Ségo­lène Le Men (« Humeurs vaga­bondes ») tra­vaille sur l’invention du bohé­mia­nisme, à par­tir de Cour­bet puis Bau­de­laire, et sur le croi­se­ment (pour ne pas dire       « la ren­contre ») entre vie d’artiste et goût de la route, afin d’en étu­dier les reten­tis­se­ments jusque dans les der­niers mou­ve­ments lit­té­raires du XIXe siècle.
Franck Claus­trat s’attache, lui, à étu­dier « La bohème artis­tique en Europe », et ana­lyse ce phé­no­mène cultu­rel, social et poli­tique, qui a été d’une impor­tance fon­da­men­tale pour l’art occi­den­tal. Il montre qu’au-delà de Paris, le phé­no­mène s’est éman­cipé dès 1870, mais que cette éman­ci­pa­tion était déjà en germe dans les milieux cos­mo­po­lites des années 1850–1860, à Mont­martre, et jusque dans les enga­ge­ments des dif­fé­rents artistes en Europe, autour du conflit de 1914.
Nom­breux sont les autres essais de ce cata­logue : Hen­riette Asséo (« His­toire des bohé­miens et Tsi­ganes en Europe ») donne des repères sociaux et his­to­riques ; Mari­lyn R. Brown tra­vaille sur les figures des bohé­miens (« Vaga­bonds, chif­fon­niers, sal­tim­banques et autres mar­gi­naux ») ; Jean-Pierre Bar­toli & Csilla Pethö-Vernet s’intéressent aux « Bohèmes musi­cales », et l’on verra, au fil de l’exposition, que l’affiche est tirée d’une publi­cité pour « La Bohème » de Puc­cini.

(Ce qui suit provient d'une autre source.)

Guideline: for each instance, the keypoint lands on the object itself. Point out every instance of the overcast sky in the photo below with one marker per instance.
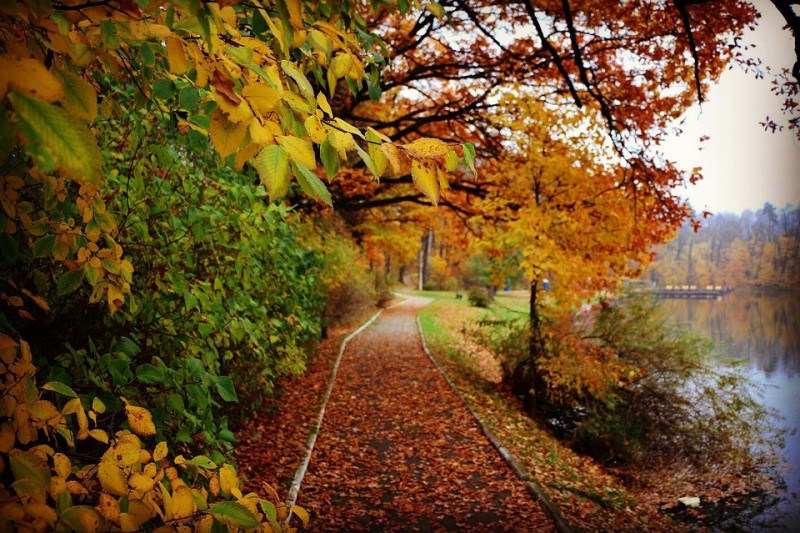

Si Guy Coge­val étu­die plus par­ti­cu­liè­re­ment la bohème chez Puc­cini (« Il tempo di Puc­cini »), Fré­dé­rique Des­buis­sons, elle, se penche sur un phé­no­mène essen­tiel : « Le café [comme] Scène de la vie de bohème » ; Jea­nine War­nod, enfin, s’intéresse à « La Bohème à Mont­martre ».
Notons, dans la par­tie cata­logue, l’intéressant tra­vail de Luce Abé­lès, dans une forme inha­bi­tuelle (pour l’exposition), sur « Paul Ver­laine, de la bohème au bohème».

Ce bel ouvrage pré­sente donc un double attrait : celui de per­mettre un nou­veau par­cours de l’exposition, une relec­ture selon la manière que l’on sou­haite, et l’arrêt – contem­pla­tif ou réflexif – sur telle ou telle œuvre. C’est à la fois un beau livre et un outil. C’est aussi une excel­lente idée si vous êtes en retard pour cer­tains cadeaux, ou si vous vou­lez faire souf­fler un esprit de rébel­lion pour l’année nouvelle.

yann-loic andre

Bohèmes, de Léo­nard de Vinci à Picasso, Cata­logue de l’exposition du Grand Palais, 26 sep­tembre 2012 – 14 jan­vier 2013, Paris, Réunion des Musées Natio­naux, 2012, 384 p. –45 ‚00 €.

Cor­ré­lats :
Henri Mur­ger, Scènes de la vie de bohème ; pré­sen­ta­tion, notes, annexes, chro­no­lo­gie et biblio­gra­phie par San­drine Ber­the­lot, GF Flam­ma­rion, 2012, 476 p.
Autour du Chat noir, ouvrage col­lec­tif, sous la direc­tion de Phil­lip Den­nis Cate, Skira/Flammarion, 2012, bro­ché, 192 p. — 25,5 €.
J.-D. Wag­neur, Les Bohèmes, 1840–1870, écri­vains, jour­na­listes, artistes, Seys­sel, Champ Val­lon, 2012, 1442 p. - 32,00 €.